Die beiden Stasi-Offiziere im Volvo erhalten per Funk das Kommando, den "Verkehrsrowdy" zu stoppen. Sie schalten das Blaulicht ein und versuchen, Eßling zum Anhalten zu bewegen. Der gibt Gas und zieht mit 90 km/h davon. Im Volvo glaubt man, es mit einem Betrunkenen zu tun zu haben.
Hinter den ersten Häusern endet die Verfolgungsfahrt.
Ein entgegenkommender LKW, der wegen Blaulicht und Sirene anhält, versperrt dem Lada die Bahn.
Der Oberleutnant steigt aus, winkt den LKW weiter und geht auf Eßling zu: "Was soll denn das hier werden?"
Eßling, mittelgroß mit schwarzer Lederjacke, steht hinter der Fahrertür seines Wagens. Angeblich greift er nun urplötzlich unter seine Jacke zur Hüfte, zieht eine Pistole und eröffnet das Feuer auf die Offiziere.

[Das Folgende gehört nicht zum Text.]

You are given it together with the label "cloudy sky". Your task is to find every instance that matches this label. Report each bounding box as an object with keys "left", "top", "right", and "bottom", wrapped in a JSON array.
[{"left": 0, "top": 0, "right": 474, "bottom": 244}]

Der Oberleutnant wird getroffen, sein Kollege im Volvo zieht erst jetzt die 9mm-Makarow und erwidert das Feuer, die Türscheibe des Lada splittert. Eßling hebt erneut die Waffe, richtet sie auf seine Schläfe und drückt ab.
31.12.1982, Klosterfelde, 13:10h
Eßling ist sofort tot, Anwohner und der LKW-Fahrer, der die Schüsse wegen des laufenden Motors nicht gehört haben will, kommen zum Tatort.
31.12.1982, MfS-Klinink
Berlin-Bruch, 14:00h
Der angeschossene Oberleutnant wird in der Klinik operiert. Der Lungendurchschuss saß drei Zentimeter über dem Herz, aus dem Rippenfellraum wurden 800ml Blut entfernt. Sein Zustand ist zunächst ernst, bessert sich dann aber schnell.
31.12.1982, Klosterfelde, 15:30h
Die Untersuchunskommission der Staatssicherheit trifft am Tatort ein.
Der Tote liegt noch immer unter einer Decke neben dem Lada. Die Leiche wird nach dem Abschluss der kriminaltechnischen Untersuchungen zunächst in den Hof des nächstgelegenen Hauses gebracht.
31.12.1982, Klosterfelde, abends
Die ersten Anwohner in Klosterfelde werden als Zeugen vernommen, die Leiche Paul Eßlings wird zur gerichtsmedizinischen Untersuchung abtransportiert.
01.01.1983, Klosterfelde, 2:30h
Paul Eßlings Sohn Ralf kehrt von einer Silvesterfeier zurück und erfährt vom Tod seines Vaters; auch seine Großmutter wird unterrichtet.
Weitere Details findet man hier:
https://meike-wulf.homepage.t-online.de ... entat.html
Eine sehr detaillierte Schilderung, die sicherlich auch wieder in Details bestritten wird, die aber an den Geschehnissen nichts ändern.